Functional neurological disorder (FND) is a common and debilitating disorder that is beset with multifaceted stigma. A critical sociolinguistic approach illuminates the powerful and unexpected ways that language maintains this marginalisation. Previously known as hysteria and conversion disorder, FND’s history is intricately connected to ideologies of gender and mental illness that are further complicated by the historical separation between diseases of the mind and body (medical dualism). Today, people affected by the disorder face this medical legacy in discourses of blame, suspicion, and dismissal, leading to the question: Is it real or is it all in my head?
This presentation explores how ‘the FND patient’ has been constructed as illegitimate over time. Through the lens of art and literature, I examine tropes of the malingerer, the dangerous hysteric, and the effeminate man as sites of ideological and epistemological embodiment and show how, far from being relics of the past, these understandings continue to pervade and naturalise stigmatising FND discourses. I conclude by discussing implications for revalorising subjectivity, and what this might mean for undoing the epistemic injustice that suffuses the FND experience.

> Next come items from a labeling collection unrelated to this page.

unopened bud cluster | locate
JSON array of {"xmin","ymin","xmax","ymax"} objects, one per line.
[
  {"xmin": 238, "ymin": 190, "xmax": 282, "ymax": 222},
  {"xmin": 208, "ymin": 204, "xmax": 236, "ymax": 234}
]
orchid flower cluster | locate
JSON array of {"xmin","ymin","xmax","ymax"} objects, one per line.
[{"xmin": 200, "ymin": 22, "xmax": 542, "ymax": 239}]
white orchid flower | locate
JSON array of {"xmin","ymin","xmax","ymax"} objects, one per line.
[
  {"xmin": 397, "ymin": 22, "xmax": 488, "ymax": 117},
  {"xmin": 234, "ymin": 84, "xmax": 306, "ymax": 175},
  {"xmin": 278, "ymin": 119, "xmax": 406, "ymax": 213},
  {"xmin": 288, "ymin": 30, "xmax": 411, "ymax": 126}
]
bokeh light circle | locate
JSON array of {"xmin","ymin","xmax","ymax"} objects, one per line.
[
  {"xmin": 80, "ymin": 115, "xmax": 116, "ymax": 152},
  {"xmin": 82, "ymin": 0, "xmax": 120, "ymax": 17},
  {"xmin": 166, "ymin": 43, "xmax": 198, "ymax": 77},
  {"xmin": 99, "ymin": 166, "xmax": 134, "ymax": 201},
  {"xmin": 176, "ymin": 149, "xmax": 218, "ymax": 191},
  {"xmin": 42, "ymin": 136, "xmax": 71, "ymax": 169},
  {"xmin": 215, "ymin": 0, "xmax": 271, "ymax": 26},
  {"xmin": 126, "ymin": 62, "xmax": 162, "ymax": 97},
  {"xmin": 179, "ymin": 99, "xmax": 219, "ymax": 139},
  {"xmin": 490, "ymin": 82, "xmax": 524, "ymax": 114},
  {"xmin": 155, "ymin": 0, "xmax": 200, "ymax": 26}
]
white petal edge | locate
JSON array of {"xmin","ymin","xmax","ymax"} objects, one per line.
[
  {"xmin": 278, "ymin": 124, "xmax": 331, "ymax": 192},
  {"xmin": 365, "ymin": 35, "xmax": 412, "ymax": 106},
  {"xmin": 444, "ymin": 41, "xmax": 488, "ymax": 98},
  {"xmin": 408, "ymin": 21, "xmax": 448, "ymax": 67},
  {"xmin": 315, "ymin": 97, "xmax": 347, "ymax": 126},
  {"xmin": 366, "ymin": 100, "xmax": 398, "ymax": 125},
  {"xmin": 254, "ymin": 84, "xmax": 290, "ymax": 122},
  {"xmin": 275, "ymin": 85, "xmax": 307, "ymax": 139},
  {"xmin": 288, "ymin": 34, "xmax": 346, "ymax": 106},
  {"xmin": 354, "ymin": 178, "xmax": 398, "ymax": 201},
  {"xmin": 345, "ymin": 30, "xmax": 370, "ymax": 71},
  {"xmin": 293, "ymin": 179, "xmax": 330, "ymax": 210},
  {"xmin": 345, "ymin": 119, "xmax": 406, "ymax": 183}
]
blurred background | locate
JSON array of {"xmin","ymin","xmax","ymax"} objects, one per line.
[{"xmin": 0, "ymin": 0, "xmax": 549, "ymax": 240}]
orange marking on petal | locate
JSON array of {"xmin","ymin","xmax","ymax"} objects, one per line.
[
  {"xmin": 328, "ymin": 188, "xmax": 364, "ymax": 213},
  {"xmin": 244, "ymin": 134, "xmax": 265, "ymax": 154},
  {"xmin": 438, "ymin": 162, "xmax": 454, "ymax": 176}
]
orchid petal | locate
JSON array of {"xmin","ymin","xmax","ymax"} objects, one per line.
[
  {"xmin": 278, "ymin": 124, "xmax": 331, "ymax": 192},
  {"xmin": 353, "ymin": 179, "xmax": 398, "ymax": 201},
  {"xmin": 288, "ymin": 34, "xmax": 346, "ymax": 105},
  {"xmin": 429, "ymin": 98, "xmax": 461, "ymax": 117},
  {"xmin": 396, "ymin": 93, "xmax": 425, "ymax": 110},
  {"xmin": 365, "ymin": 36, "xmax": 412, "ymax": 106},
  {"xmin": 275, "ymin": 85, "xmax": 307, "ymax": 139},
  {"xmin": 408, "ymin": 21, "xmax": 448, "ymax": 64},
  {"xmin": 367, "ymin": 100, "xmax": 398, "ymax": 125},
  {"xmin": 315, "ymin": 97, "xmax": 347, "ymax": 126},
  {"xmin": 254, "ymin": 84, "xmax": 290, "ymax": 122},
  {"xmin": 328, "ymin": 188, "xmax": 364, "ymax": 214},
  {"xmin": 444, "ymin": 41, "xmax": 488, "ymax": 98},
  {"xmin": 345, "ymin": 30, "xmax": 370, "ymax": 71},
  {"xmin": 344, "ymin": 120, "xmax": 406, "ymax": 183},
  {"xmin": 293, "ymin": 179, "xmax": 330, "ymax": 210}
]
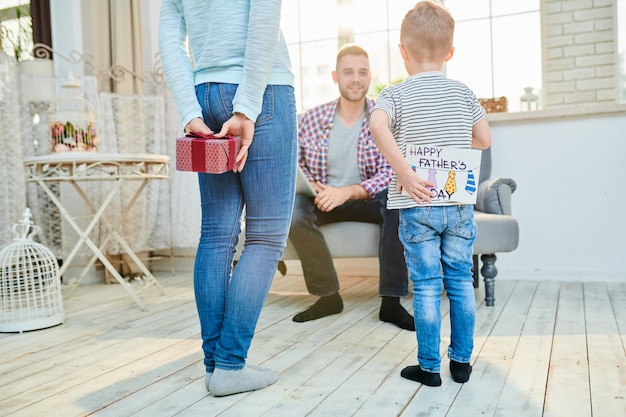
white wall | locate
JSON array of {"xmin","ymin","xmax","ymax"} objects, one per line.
[{"xmin": 490, "ymin": 111, "xmax": 626, "ymax": 281}]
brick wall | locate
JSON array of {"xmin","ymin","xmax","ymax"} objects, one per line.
[{"xmin": 542, "ymin": 0, "xmax": 618, "ymax": 108}]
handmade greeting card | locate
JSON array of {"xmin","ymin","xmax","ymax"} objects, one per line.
[{"xmin": 406, "ymin": 145, "xmax": 482, "ymax": 204}]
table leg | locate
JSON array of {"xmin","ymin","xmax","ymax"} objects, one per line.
[{"xmin": 37, "ymin": 179, "xmax": 147, "ymax": 311}]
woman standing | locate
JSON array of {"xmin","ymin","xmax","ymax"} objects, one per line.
[{"xmin": 159, "ymin": 0, "xmax": 296, "ymax": 396}]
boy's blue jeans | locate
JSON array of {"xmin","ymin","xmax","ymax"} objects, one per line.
[
  {"xmin": 194, "ymin": 83, "xmax": 297, "ymax": 372},
  {"xmin": 399, "ymin": 205, "xmax": 476, "ymax": 372}
]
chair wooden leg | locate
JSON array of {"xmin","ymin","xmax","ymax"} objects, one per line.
[
  {"xmin": 472, "ymin": 255, "xmax": 480, "ymax": 288},
  {"xmin": 480, "ymin": 253, "xmax": 498, "ymax": 307}
]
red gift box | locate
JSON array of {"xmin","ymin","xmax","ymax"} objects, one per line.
[{"xmin": 176, "ymin": 133, "xmax": 241, "ymax": 174}]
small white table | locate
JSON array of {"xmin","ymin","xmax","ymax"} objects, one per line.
[{"xmin": 24, "ymin": 152, "xmax": 169, "ymax": 311}]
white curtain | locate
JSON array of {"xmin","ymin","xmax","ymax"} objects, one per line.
[{"xmin": 0, "ymin": 51, "xmax": 26, "ymax": 250}]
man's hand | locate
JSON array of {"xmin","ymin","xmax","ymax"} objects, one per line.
[
  {"xmin": 313, "ymin": 181, "xmax": 369, "ymax": 212},
  {"xmin": 215, "ymin": 113, "xmax": 254, "ymax": 172}
]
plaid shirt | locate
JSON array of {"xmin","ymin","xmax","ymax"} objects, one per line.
[{"xmin": 298, "ymin": 97, "xmax": 393, "ymax": 198}]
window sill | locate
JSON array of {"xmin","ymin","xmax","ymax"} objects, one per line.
[{"xmin": 487, "ymin": 103, "xmax": 626, "ymax": 125}]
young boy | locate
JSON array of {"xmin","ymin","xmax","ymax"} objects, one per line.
[{"xmin": 370, "ymin": 1, "xmax": 491, "ymax": 386}]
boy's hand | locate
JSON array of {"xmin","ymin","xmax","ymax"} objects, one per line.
[{"xmin": 396, "ymin": 168, "xmax": 435, "ymax": 204}]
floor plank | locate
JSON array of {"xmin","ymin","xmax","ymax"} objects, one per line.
[
  {"xmin": 544, "ymin": 283, "xmax": 591, "ymax": 417},
  {"xmin": 0, "ymin": 260, "xmax": 626, "ymax": 417}
]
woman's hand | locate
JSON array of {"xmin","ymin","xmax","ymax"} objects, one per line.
[
  {"xmin": 215, "ymin": 113, "xmax": 254, "ymax": 172},
  {"xmin": 185, "ymin": 117, "xmax": 213, "ymax": 135}
]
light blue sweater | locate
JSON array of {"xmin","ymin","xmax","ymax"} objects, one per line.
[{"xmin": 159, "ymin": 0, "xmax": 293, "ymax": 128}]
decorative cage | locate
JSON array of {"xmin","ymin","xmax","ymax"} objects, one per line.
[
  {"xmin": 48, "ymin": 73, "xmax": 98, "ymax": 152},
  {"xmin": 0, "ymin": 208, "xmax": 65, "ymax": 333}
]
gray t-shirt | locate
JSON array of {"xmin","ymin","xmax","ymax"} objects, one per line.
[{"xmin": 327, "ymin": 113, "xmax": 365, "ymax": 187}]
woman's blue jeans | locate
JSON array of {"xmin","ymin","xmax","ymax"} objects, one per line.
[
  {"xmin": 399, "ymin": 205, "xmax": 476, "ymax": 372},
  {"xmin": 194, "ymin": 83, "xmax": 297, "ymax": 372}
]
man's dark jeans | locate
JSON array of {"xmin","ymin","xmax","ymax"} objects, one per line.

Dr. Shelley Dawson is a critical sociolinguist whose research examines how language is used to reproduce and contest social inequalities. Working across interdisciplinary boundaries, and with a specialisation in gender, she uses qualitative ethnographic and discourse analytic methods to address questions of identity, marginalisation, and belonging in diverse research contexts. Her current research project investigates functional neurological disorder from a discourse perspective, with a view towards challenging the taken-for-granted ‘truths’ about the disorder and the people affected by it. She works at Te Herenga Waka Victoria University of Wellington, New Zealand, in the School of Linguistics and Applied Language Studies.